樹氷

 暦の上で春が始まる二十四節気の「立春」を迎えた4日、強い寒気と放射冷却の影響で、宗谷地方は朝方にかけ各地で厳しい寒さとなり、稚内開運、沼川など管内11地点で今冬の最低気温を更新した。
 稚内地方気象台によると、4日未明にかけ上空1500㍍付近に氷点下10度以上の寒気に加え、朝から晴れ間が広がったことで地上の熱が奪われ一気に気温が下がった。
 稚内は午前5時半過ぎに氷点下11度、沼川で午前6時過ぎ氷点下25・9度と、今冬一番の寒さを記録。歌登は氷点下29・6度まで下がった。
 この厳しい冷え込みにより第2副港の一部と、北洋埠頭第1南岸壁港内のほとんどがハス葉状に結氷した。
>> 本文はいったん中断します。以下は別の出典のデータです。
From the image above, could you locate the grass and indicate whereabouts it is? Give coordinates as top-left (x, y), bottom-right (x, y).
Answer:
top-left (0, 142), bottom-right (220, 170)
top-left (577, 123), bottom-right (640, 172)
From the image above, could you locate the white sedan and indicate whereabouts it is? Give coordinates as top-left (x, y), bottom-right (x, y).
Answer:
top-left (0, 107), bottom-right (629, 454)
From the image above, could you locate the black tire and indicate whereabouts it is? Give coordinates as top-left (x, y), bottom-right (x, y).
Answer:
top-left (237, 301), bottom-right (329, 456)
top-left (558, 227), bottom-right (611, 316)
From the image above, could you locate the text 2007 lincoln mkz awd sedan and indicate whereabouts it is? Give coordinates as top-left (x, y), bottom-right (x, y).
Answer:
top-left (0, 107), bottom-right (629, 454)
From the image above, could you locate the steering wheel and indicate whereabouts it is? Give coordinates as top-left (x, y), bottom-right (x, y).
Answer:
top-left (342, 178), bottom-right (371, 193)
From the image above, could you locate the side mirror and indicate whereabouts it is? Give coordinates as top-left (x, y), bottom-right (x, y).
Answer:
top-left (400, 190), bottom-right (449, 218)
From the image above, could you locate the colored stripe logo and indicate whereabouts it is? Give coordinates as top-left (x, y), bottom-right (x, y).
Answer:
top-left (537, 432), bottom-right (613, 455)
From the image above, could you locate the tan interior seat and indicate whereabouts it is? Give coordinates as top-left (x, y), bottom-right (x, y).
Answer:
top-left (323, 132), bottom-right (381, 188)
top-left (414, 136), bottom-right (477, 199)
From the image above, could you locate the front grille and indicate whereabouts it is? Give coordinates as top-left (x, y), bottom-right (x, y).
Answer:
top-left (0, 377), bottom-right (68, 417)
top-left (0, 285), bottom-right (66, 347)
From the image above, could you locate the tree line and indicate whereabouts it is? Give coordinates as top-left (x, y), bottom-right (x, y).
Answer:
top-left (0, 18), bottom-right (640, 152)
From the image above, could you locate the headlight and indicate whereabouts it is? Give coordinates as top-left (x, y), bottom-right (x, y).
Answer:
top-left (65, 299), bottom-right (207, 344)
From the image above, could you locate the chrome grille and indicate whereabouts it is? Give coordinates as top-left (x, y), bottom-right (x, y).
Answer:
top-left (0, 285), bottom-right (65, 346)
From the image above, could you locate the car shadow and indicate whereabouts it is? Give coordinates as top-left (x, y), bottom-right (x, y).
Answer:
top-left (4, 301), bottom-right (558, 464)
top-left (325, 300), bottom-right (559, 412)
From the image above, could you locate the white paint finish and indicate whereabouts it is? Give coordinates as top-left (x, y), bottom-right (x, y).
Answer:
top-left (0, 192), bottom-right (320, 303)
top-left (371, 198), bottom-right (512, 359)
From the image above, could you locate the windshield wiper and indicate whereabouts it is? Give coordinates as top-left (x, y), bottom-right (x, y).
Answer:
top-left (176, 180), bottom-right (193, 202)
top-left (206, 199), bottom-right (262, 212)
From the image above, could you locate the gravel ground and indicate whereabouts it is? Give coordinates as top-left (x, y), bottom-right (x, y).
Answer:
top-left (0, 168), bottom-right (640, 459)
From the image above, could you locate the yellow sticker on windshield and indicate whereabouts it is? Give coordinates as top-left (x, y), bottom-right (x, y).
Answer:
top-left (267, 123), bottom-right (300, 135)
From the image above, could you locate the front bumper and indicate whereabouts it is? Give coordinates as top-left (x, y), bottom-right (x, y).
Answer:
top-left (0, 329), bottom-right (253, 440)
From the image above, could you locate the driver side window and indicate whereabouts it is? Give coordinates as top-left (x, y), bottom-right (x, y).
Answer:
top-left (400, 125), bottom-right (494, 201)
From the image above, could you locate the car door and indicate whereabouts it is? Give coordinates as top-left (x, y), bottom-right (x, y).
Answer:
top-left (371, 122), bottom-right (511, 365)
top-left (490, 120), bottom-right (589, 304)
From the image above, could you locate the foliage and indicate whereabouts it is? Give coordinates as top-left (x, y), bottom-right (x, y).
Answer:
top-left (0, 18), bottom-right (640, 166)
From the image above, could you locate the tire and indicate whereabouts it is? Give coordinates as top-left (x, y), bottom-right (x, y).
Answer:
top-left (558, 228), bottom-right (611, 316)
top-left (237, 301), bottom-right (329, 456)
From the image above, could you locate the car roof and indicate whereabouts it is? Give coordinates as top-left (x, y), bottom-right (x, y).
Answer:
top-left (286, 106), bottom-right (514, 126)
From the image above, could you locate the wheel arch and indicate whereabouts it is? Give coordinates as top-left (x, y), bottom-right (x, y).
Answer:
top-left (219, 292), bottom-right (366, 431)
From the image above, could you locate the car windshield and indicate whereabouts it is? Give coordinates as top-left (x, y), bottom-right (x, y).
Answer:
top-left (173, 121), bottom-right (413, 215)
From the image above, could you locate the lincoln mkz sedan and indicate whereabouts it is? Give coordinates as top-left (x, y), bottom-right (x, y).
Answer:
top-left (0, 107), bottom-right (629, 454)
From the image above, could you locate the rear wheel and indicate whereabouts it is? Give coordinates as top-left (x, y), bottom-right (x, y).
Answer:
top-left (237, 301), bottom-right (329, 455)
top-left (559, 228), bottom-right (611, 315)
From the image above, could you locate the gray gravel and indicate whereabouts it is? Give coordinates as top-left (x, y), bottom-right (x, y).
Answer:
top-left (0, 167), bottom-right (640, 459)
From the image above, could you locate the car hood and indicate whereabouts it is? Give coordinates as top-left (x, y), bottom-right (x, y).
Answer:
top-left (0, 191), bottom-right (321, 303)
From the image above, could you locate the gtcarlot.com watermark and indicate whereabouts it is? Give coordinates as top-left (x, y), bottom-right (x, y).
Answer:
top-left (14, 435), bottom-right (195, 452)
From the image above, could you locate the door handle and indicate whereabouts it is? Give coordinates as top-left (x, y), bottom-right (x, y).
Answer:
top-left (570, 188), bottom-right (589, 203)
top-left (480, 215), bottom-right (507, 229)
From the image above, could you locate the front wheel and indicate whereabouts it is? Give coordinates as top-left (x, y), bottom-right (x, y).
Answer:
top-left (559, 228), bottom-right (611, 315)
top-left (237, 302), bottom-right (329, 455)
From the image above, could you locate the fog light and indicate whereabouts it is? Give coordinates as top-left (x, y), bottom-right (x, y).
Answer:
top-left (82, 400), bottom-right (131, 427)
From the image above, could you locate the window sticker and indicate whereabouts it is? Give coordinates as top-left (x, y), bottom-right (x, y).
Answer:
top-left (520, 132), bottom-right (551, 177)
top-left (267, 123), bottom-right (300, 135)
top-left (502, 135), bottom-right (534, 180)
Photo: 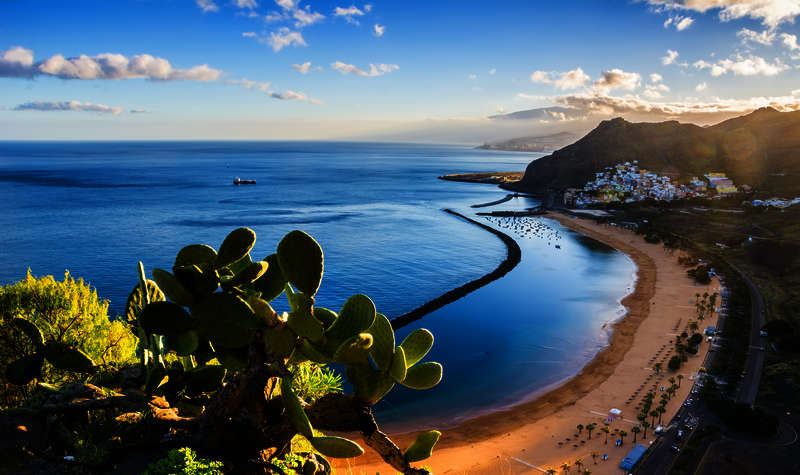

4日朝は市内で水道管凍結が1件あった。
 5日も厳しい寒さが予想され、水道管や路面凍結に注意が必要だ。

声問川近くでは樹氷も

 氷点下10度前後まで下がることが多い声問で4日朝、〝けあらし〟が現れたり、声問橋沿いの枝には樹氷が見られたりと、厳冬期ならではの光景が広がっていた。
 樹氷が現れるには強いシバレと風などの条件が必要だが、声問は4日早朝に氷点下21・1度と今冬一番の寒さとなり、この厳しい冷え込みで空気中の水蒸気が凍りつき、川沿いの枝に氷が付いて樹氷となった。
 4日は一日通して晴れ間が広がったこともあり太陽の光が樹氷に反射し幻想的な風景を現出していた。